Tuesday 14 July 2020

How VR can improve transport safety

Ben Bennett, managing director of virtual reality (VR) developer Luminous Group, discusses how the technology can help drive up health and safety for transport workers

VR is becoming an increasingly popular means of training staff in a range of industries, due to its ability to save resources and money while benefiting from the same level of training as traditional methods.

Health and safety should be a priority to business owners in all industries, especially if your employees will be working in potentially hazardous job roles such as the transport sector, where staff are working long hours and facing treacherous road conditions.

While traditional methods of classroom teaching have sufficed so far, statistics now show that the projected market growth for both VR and augmented reality (AR) are set to reach $2.8bn by 2023. This is indicative of the demand for both of these technologies in workplace training, so it’s clear that we should all be getting on board with this technology.

VR is more than just a fun and interactive way of getting your workforce engaged with training; it can also improve health and safety in the transport sector.

VR can be programmed to simulate certain hazardous situations that your van or truck drivers could encounter – creating a lifelike version of the scenario, with both visual and sound cues to help make it a more immersive and believable learning experience for your drivers.

And, due to the gamification of VR and the strong emotions the scenarios can elicit, it’s more likely that your workers will retain information about their training.

Dedicating the necessary time to detailed hands-on training is not always possible for a number of reasons. But, as VR training will take place through a headset, more time can be dedicated to go in-depth with your staff’s training. This improves their learning experience by building up muscle memory of the problems and giving them the chance to have as many rehearsals as desired on making fast response decisions.

VR also provides an opportunity for employees who have missed training or need additional help to catch up without the need for a situation to be recreated.

Transport workers can be faced with plenty of hazards in their day-to-day job – including loading and unloading heavy shipments, working at heights, and driving through dangerous road conditions. Using VR to train ensures they are better versed in any problems that may arise, helping them to safely handle the situation, which in turn lowers the level of risk.

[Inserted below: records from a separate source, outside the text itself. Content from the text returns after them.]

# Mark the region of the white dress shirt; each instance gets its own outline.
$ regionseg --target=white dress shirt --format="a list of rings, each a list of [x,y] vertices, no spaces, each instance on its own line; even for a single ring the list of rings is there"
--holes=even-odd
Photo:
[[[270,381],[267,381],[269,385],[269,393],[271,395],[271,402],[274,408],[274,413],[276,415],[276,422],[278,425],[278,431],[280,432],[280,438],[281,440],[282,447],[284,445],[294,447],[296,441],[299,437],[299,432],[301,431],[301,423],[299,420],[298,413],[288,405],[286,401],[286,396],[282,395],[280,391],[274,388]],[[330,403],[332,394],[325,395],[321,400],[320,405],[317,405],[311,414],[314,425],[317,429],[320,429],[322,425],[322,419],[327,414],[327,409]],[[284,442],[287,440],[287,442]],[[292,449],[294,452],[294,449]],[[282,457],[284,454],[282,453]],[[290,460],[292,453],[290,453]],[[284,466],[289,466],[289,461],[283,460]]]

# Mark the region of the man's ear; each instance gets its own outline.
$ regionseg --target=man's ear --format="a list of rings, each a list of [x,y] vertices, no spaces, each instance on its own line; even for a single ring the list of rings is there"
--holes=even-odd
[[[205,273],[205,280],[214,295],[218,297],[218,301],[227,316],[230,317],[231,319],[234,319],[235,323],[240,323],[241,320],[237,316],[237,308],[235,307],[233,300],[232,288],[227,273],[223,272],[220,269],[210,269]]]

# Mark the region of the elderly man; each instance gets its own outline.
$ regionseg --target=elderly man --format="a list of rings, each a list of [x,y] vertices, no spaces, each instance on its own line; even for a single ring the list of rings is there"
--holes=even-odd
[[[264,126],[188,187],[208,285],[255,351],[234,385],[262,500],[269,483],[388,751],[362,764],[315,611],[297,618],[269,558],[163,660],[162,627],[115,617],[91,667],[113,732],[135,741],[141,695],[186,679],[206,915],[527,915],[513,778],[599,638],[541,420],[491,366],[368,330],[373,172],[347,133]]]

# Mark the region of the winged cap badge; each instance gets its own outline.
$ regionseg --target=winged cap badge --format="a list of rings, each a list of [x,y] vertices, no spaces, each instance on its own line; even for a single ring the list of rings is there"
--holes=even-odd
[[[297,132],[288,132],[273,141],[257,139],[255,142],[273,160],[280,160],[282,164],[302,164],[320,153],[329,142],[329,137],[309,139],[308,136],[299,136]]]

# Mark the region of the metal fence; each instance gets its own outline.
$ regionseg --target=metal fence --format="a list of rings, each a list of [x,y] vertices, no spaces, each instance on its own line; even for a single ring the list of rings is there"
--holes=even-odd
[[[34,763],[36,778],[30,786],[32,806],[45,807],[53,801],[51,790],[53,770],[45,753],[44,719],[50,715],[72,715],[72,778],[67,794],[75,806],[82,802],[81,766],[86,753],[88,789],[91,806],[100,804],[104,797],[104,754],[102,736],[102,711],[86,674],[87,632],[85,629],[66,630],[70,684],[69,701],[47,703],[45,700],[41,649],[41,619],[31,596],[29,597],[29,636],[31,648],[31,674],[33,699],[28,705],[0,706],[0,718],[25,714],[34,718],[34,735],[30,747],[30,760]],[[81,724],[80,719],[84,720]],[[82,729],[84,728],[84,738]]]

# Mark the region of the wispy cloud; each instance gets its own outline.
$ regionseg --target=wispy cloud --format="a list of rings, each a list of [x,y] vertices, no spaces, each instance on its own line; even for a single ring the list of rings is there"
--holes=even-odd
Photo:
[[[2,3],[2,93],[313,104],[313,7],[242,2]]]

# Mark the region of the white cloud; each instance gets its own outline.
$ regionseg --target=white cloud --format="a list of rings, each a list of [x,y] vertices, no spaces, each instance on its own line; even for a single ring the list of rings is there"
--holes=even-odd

VR can also help your workers if they feel anxious towards certain tasks, especially if they’re unfamiliar. So much so, that a study carried out by The Lancet Psychiatry found that HIQ assessment scores for a care group who were exposed to VR guidance on their phobia of heights had halved by the end of the experiment.

Ensuring your employees are comfortable with their tasks has the potential to reduce injury and accident rates and improve job satisfaction, so it’s a win-win.  Working in the transport sector can have its challenges, but, with VR technology, you can efficiently and effectively train your staff in an immersive and memorable way.